420chan
- Website type: Imageboard
- Founded: 20 April 2005
- Headquarters: Toronto, Ontario, Canada
- Owner: Taima Enterprises
- Creator: Aubrey Cottle (Kirtaner)
- Website: 420chan.org not420chan.org (defunct) not420chan.com (defunct)
- Registration: No
- Current status: offline

= 420chan =

Anonymous forums where users can discuss drugs and alcohol

420chan was an anonymous imageboard founded on 20 April 2005 by hacker and freelance web developer Aubrey Cottle. According to its founder, its name was a portmanteau of 420, a slang word originating in cannabis culture but now applicable to drug culture more generally, and 4chan, another imageboard website. Discussion on the site was primarily focused around recreational drug use and wrestling, with other boards related to topics including humour and academia.

While in its early history it was primarily known for hosting a board known as /i/, then used by the hacker collective Anonymous to stage "invasions" against individuals and web platforms such as Habbo Hotel, and Hal Turner.

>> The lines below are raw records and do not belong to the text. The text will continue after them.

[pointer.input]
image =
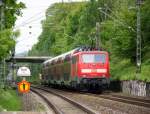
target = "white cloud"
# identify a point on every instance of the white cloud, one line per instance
(32, 16)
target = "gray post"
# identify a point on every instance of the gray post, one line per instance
(138, 41)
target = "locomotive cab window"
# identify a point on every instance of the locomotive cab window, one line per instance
(93, 58)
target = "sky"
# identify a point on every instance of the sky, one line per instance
(30, 23)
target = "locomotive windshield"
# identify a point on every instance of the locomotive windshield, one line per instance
(93, 58)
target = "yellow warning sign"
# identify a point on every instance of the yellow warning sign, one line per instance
(24, 86)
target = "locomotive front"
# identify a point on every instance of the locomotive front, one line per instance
(93, 69)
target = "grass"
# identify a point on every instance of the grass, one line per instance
(9, 100)
(123, 69)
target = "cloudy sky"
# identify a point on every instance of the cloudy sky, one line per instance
(30, 23)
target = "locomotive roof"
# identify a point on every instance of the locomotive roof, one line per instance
(62, 56)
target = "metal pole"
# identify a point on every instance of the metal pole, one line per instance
(138, 41)
(98, 42)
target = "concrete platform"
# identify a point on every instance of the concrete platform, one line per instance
(20, 112)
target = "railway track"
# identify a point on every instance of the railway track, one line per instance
(125, 99)
(119, 98)
(61, 104)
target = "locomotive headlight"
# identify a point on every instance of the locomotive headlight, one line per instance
(86, 70)
(101, 70)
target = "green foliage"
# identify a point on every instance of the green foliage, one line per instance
(9, 100)
(70, 25)
(11, 9)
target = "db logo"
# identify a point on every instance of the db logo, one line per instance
(24, 86)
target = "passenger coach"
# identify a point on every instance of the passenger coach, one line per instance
(79, 68)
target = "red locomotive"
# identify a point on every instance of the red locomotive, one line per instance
(79, 68)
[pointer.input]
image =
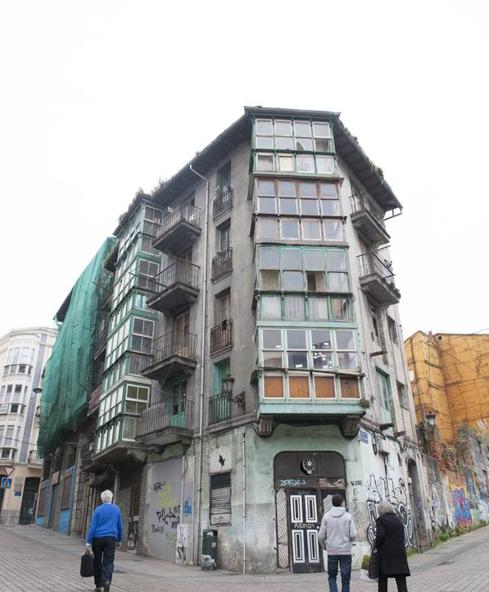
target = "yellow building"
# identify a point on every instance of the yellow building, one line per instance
(449, 375)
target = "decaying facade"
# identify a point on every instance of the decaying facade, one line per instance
(451, 393)
(252, 356)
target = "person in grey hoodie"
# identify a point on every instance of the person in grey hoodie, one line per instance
(335, 535)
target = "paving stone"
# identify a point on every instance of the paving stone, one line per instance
(39, 560)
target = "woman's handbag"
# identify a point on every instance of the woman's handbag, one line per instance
(86, 566)
(373, 565)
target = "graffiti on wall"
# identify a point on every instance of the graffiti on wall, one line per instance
(460, 505)
(380, 489)
(182, 543)
(164, 510)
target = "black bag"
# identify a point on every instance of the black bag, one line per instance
(373, 565)
(86, 566)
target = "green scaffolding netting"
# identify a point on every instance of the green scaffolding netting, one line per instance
(68, 379)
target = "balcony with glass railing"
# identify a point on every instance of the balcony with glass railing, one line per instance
(171, 354)
(166, 421)
(377, 279)
(368, 220)
(175, 288)
(179, 229)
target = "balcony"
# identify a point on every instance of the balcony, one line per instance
(106, 296)
(222, 264)
(179, 229)
(176, 287)
(222, 336)
(368, 220)
(101, 344)
(377, 279)
(117, 441)
(171, 354)
(223, 202)
(166, 422)
(94, 400)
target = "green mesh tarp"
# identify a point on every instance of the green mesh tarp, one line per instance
(68, 376)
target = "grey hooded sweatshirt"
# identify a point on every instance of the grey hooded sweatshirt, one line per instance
(337, 531)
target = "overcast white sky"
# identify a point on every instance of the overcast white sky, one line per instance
(99, 98)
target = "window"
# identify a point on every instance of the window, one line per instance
(403, 399)
(297, 135)
(392, 330)
(66, 491)
(142, 334)
(224, 178)
(222, 307)
(309, 349)
(220, 499)
(222, 371)
(137, 399)
(224, 236)
(294, 197)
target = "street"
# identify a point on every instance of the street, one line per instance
(39, 560)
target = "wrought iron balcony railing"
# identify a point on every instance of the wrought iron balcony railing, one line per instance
(222, 263)
(179, 271)
(220, 407)
(372, 264)
(174, 343)
(172, 412)
(190, 214)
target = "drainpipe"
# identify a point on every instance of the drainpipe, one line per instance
(203, 342)
(244, 499)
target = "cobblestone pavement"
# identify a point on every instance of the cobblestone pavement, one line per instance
(38, 560)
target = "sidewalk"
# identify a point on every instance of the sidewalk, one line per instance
(39, 560)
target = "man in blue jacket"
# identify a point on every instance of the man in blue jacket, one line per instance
(104, 535)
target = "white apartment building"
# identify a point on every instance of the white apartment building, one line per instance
(23, 354)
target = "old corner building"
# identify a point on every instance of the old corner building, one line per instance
(245, 356)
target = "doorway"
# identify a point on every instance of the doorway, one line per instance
(29, 500)
(305, 483)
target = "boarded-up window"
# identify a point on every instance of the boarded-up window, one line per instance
(274, 386)
(41, 506)
(220, 499)
(65, 497)
(324, 387)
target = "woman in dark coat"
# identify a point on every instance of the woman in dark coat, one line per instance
(391, 548)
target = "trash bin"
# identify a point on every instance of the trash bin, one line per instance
(208, 558)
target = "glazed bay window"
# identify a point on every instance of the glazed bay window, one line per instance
(297, 135)
(293, 385)
(309, 349)
(294, 197)
(299, 229)
(311, 164)
(142, 335)
(300, 269)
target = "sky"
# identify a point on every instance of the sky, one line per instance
(101, 98)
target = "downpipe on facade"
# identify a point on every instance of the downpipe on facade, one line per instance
(196, 536)
(244, 497)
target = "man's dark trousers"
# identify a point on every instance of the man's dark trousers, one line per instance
(103, 560)
(345, 568)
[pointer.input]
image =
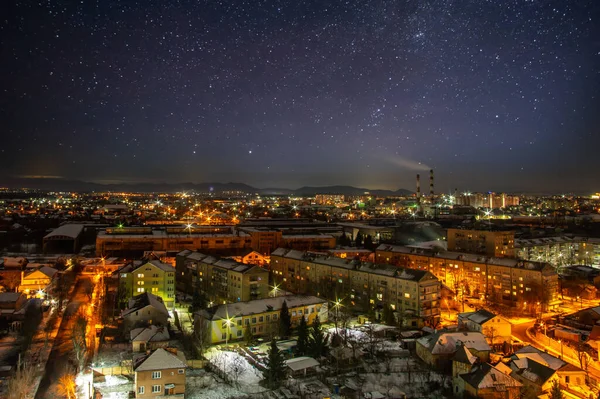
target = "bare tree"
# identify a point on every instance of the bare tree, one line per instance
(66, 386)
(78, 337)
(11, 280)
(235, 369)
(490, 333)
(201, 336)
(582, 356)
(19, 386)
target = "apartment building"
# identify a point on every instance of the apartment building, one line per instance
(413, 294)
(222, 280)
(228, 322)
(133, 241)
(265, 239)
(154, 276)
(505, 281)
(560, 251)
(160, 374)
(489, 243)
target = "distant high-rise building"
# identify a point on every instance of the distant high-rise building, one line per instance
(498, 244)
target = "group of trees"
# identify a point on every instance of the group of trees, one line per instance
(361, 240)
(312, 341)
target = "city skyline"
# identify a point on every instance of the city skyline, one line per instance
(492, 96)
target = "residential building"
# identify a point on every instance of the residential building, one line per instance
(152, 276)
(161, 374)
(228, 322)
(538, 370)
(266, 239)
(38, 283)
(301, 366)
(487, 382)
(145, 310)
(439, 349)
(497, 329)
(17, 263)
(560, 251)
(134, 241)
(412, 294)
(252, 258)
(12, 306)
(221, 280)
(149, 338)
(498, 244)
(529, 285)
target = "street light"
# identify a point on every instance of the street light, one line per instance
(227, 329)
(336, 306)
(561, 351)
(275, 290)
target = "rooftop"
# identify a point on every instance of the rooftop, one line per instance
(141, 301)
(66, 230)
(160, 359)
(239, 309)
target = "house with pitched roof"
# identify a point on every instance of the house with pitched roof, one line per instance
(567, 374)
(487, 382)
(438, 349)
(149, 338)
(536, 377)
(39, 282)
(160, 374)
(462, 363)
(496, 328)
(154, 276)
(144, 310)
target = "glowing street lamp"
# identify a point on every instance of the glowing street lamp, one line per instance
(275, 290)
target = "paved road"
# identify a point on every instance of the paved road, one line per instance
(61, 358)
(542, 342)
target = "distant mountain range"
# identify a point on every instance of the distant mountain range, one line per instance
(58, 184)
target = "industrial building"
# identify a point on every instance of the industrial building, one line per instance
(413, 294)
(531, 286)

The modern incarnation of the website was primarily known for hosting discussions about psychoactive drugs legal and illegal. The site was also known for its LGBT discussion boards, /cd/ and /sd/, as well as the wrestling board, /wooo/.

As of 1 June 2022, 420chan's main URL, 420chan.org, went offline. On 20 April 2023, the domain was sold to Fredrick Brennan for $4,200 in Ethereum, and a temporary landing page went up.